[QE-developers] Bug in non self-consistent calculation
Lorenzo Monacelli
mesonepigreco at gmail.com
Thu Jun 13 16:04:22 CEST 2019
Thank you Paolo for the explanation. I misunderstood what that function
was doing.
Still the thing that makes me worry is that my workaround to have band
structure with many bands and many atoms that crashes with S matrix
error in nscf calculation is to run the same input file as with
calculation = "scf". It takes 10 times more (it does almost 10
iterations to converge the self-consistency) but it never experience
the S matrix issue... this looks strange. As far as I understand, this
numerical issue should affect the diagonalization in the same way both
the self consistent and the non self consistent calculation.
Bests,
Lorenzo
On 12/06/19 22:20, Paolo Giannozzi wrote:
> - The overlap matrix is not the identity matrix because corrections
> vectors are not orthogonal to trial vectors and not orthogonal among them.
> - Iterative algorithm is not the best way to solve for many
> eigenvectors: it is devised to solve a number of eigenvalues that is a
> small fraction of the matrix dimension. The more eigenvalues, the less
> convenient and the more unstable it becomes.

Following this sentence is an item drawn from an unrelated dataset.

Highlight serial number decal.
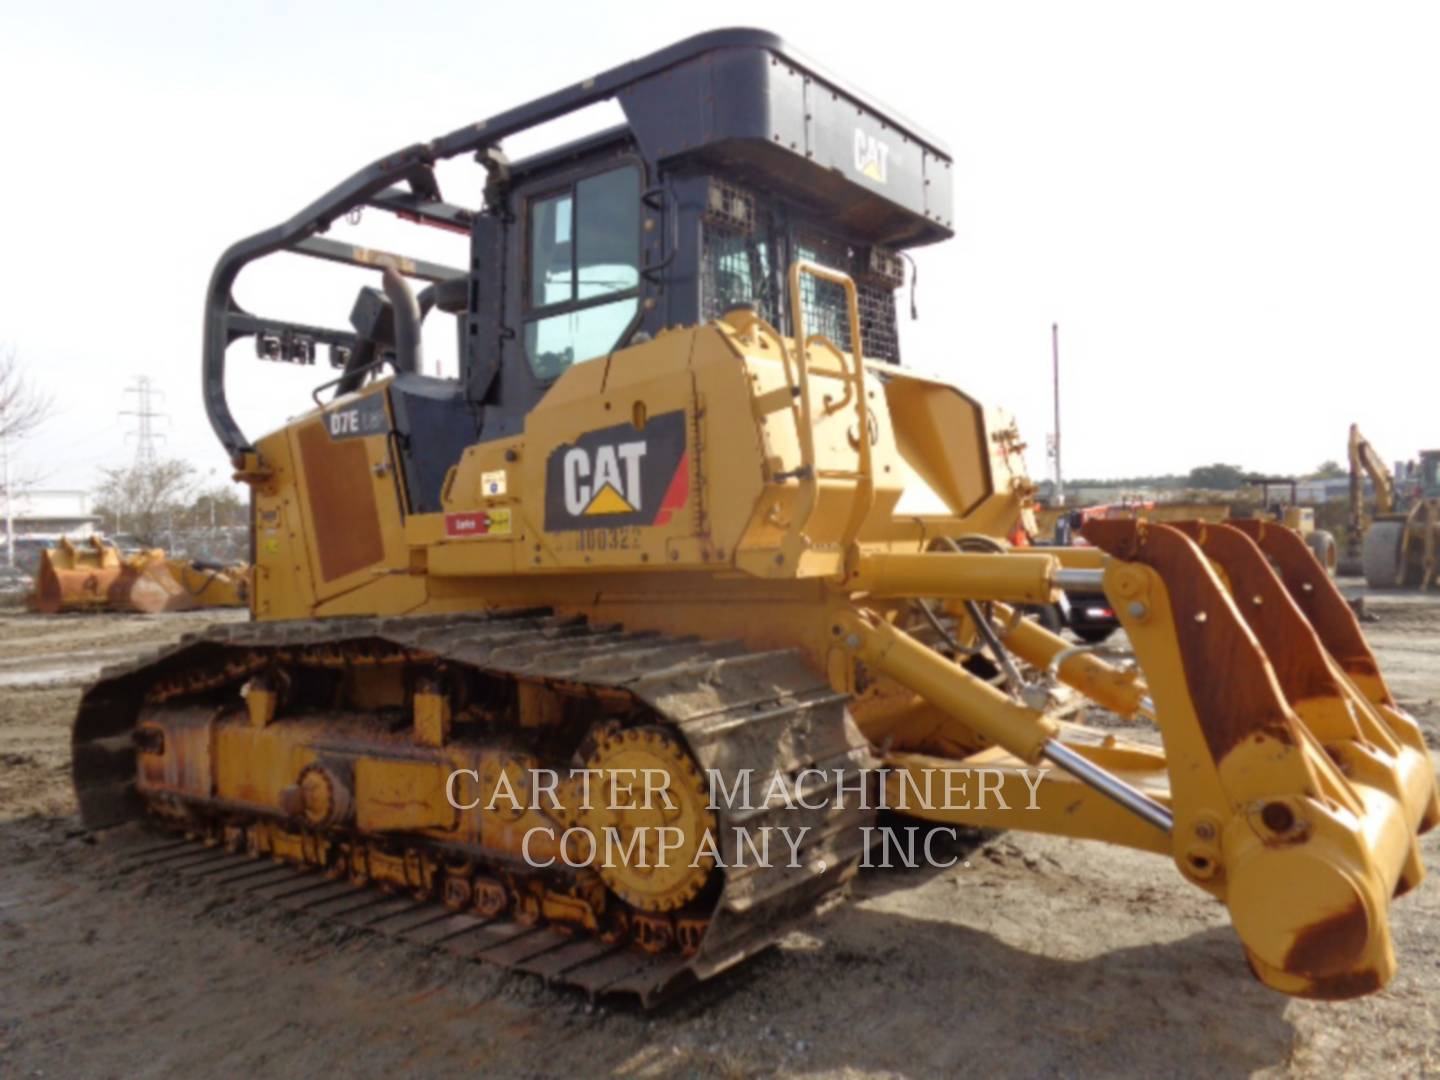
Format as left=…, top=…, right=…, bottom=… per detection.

> - I am quite sure that there is no "true" bug (uninitialized variables
> and the like) and that the algorithm is "analytically" correct, so to
> speak. Under some circumstances, the overlap matrix has a very small
> negative eigenvalue. An "analytically computed" overlap matrix can't
> have a negative eigenvalue, by construction. One can find a
> workaround, but you need one for each of the many cases: real,
> hermitian, with serial or parallel subspace diagonalization, ... I
> would prefer to understand what triggers the appearance of a negative
> eigenvalue, but it is not that simple.
>
> Paolo
> On Wed, Jun 12, 2019 at 3:55 PM Lorenzo Monacelli
> <mesonepigreco at gmail.com <mailto:mesonepigreco at gmail.com>> wrote:
>
> Dear all,
>
> Thank you for your replies.
>
> I have two different versions on two different machines. The one I
> sent you my results was compiled with gfortran and standard
> lapack/blas as provided from the ubuntu-software library (16.04).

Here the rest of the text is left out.